Que vivent alors les plus précaires ? Les sans-abris ? Ceux qui ne peuvent rester chez eux, ni limiter leurs déplacements extérieurs ? Quels accompagnements les structures ont-elle mis en place pour leur permettre de vivre malgré les contraintes qui se rajoutent à celles de leur quotidien ?

Deux interviews viennent répondre à ces questions : le premier à la Halte Boutique Solidarité de Toulouse, le second à la Halte Santé.

 

Entretien avec Christine Régis, Boutique Solidarité de Toulouse, réalisé par Henri Santiago Sanz, comité de rédaction de VST Toulouse, 24 avril 2020

Henri Santiago Sanz : Bonjour Christine, tout d’abord peux-tu te présenter, présenter la structure, le public accueilli ? Christine Régis : Bonjour, je suis Christine Régis, je suis cheffe de service de la Boutique Solidarité de Toulouse. Les Boutiques Solidarités font partie du réseau des accueils de jour de la Fondation Abbé Pierre. C’est important de le dire parce que c’est un réseau et cela représente une force. Nous accueillons des personnes en situation de précarité et grande précarité. Ça peut être des personnes à la rue, en squat, dans une voiture, chez un tiers en foyer d’urgence ou d’insertion… D’autres ayant été à la rue et ayant désormais un appartement mais qui sont toujours en situation de précarité… ou des personnes en appartement et qui se sont retrouvées en situation de précarité… Toute personne dans ce type de situation… sauf les mineurs…

HSS : Quel est plutôt le profil type des personnes qui fréquentent ce lieu ?

CR : Hé bien… ce sont plutôt des personnes qui sont à la rue. Ce qu’ont en commun beaucoup d’entre eux, ce sont les ruptures familiales, institutionnelles. 80 – 85 % d’hommes… Tous âges mais beaucoup entre 25 et 45 ans même si depuis quelques années, nous accueillons de plus en plus de jeunes… Moins de 25 ans.
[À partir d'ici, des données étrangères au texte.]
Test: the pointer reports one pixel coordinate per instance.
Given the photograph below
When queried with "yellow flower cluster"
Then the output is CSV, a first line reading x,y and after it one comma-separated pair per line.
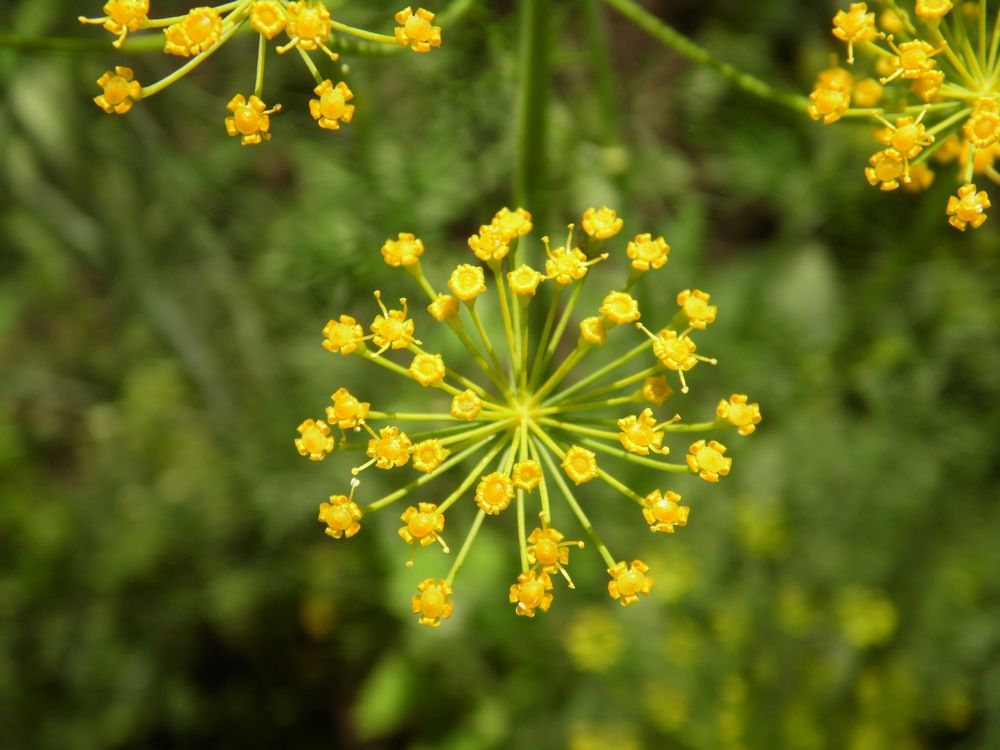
x,y
521,434
201,31
950,63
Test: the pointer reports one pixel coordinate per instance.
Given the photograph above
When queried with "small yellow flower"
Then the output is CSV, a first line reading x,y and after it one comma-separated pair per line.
x,y
983,125
120,90
443,308
656,390
490,243
647,253
745,416
592,330
429,455
267,17
968,208
708,461
194,33
392,328
620,308
433,602
347,412
121,17
855,25
308,27
531,593
391,448
664,511
250,119
696,307
933,9
638,436
332,108
422,524
829,101
628,583
342,335
913,59
526,474
467,282
494,493
887,167
427,369
316,440
580,464
602,223
466,405
404,251
524,280
341,516
416,31
513,224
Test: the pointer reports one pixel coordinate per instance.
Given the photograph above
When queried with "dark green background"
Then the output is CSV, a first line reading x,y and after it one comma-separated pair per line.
x,y
163,580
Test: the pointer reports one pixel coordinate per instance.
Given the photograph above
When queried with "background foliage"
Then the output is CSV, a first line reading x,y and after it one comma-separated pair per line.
x,y
163,581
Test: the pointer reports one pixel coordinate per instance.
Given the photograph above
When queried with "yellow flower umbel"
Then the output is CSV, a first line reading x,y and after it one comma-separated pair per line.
x,y
203,30
516,422
948,62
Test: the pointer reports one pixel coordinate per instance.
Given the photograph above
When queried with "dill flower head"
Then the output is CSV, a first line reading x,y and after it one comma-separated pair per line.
x,y
946,61
519,424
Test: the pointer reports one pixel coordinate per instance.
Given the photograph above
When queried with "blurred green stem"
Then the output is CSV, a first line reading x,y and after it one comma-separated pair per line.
x,y
698,54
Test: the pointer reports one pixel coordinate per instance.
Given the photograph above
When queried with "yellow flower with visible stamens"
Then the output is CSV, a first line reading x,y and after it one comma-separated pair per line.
x,y
466,405
120,90
250,119
428,455
592,330
341,517
467,282
267,17
347,411
427,369
423,524
193,34
620,308
332,108
664,511
526,474
390,449
855,26
602,223
743,415
308,27
638,436
708,461
968,208
494,493
433,602
443,308
403,251
531,593
656,390
417,33
524,280
580,465
628,582
392,329
490,243
647,253
342,335
513,224
696,307
316,440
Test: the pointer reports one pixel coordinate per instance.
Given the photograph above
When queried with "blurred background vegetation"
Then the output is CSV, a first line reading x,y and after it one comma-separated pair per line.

Des jeunes qui très souvent sont sortis des institutions en « sortie sèche » donc sans prise en charge… mais aussi, on a de plus en plus de personnes qui sont à la retraite avec de très petits revenus. (de plus en plus de femmes)

HSS : Sur les profils :en matière d’addictions, chiens… solitude, vie en groupe ?...

CR : Le point commun entre les personnes qui viennent ici, c’est un désir de faire un minimum de lien social. Certaines viennent juste pour se mettre à l’abri, dormir un peu, boire un café et repartir, c’est vrai mais le plus gros, c’est des personnes qui sont en recherche de lien… A propos des dépendances… A peu près un tiers… Les produits, c’est l’alcool… Pour les produits illicites, c’est plutôt les jeunes et ce d’autant plus que quand on prend des drogues dures, on ne vieillit pas beaucoup. Pour les chiens, c’est aussi plutôt les jeunes. En fait, on a un profil traveller particulier parce que certains bougent mais beaucoup restent dans Toulouse intramuros… Ils ont l’apparence traveller mais ils restent en ville…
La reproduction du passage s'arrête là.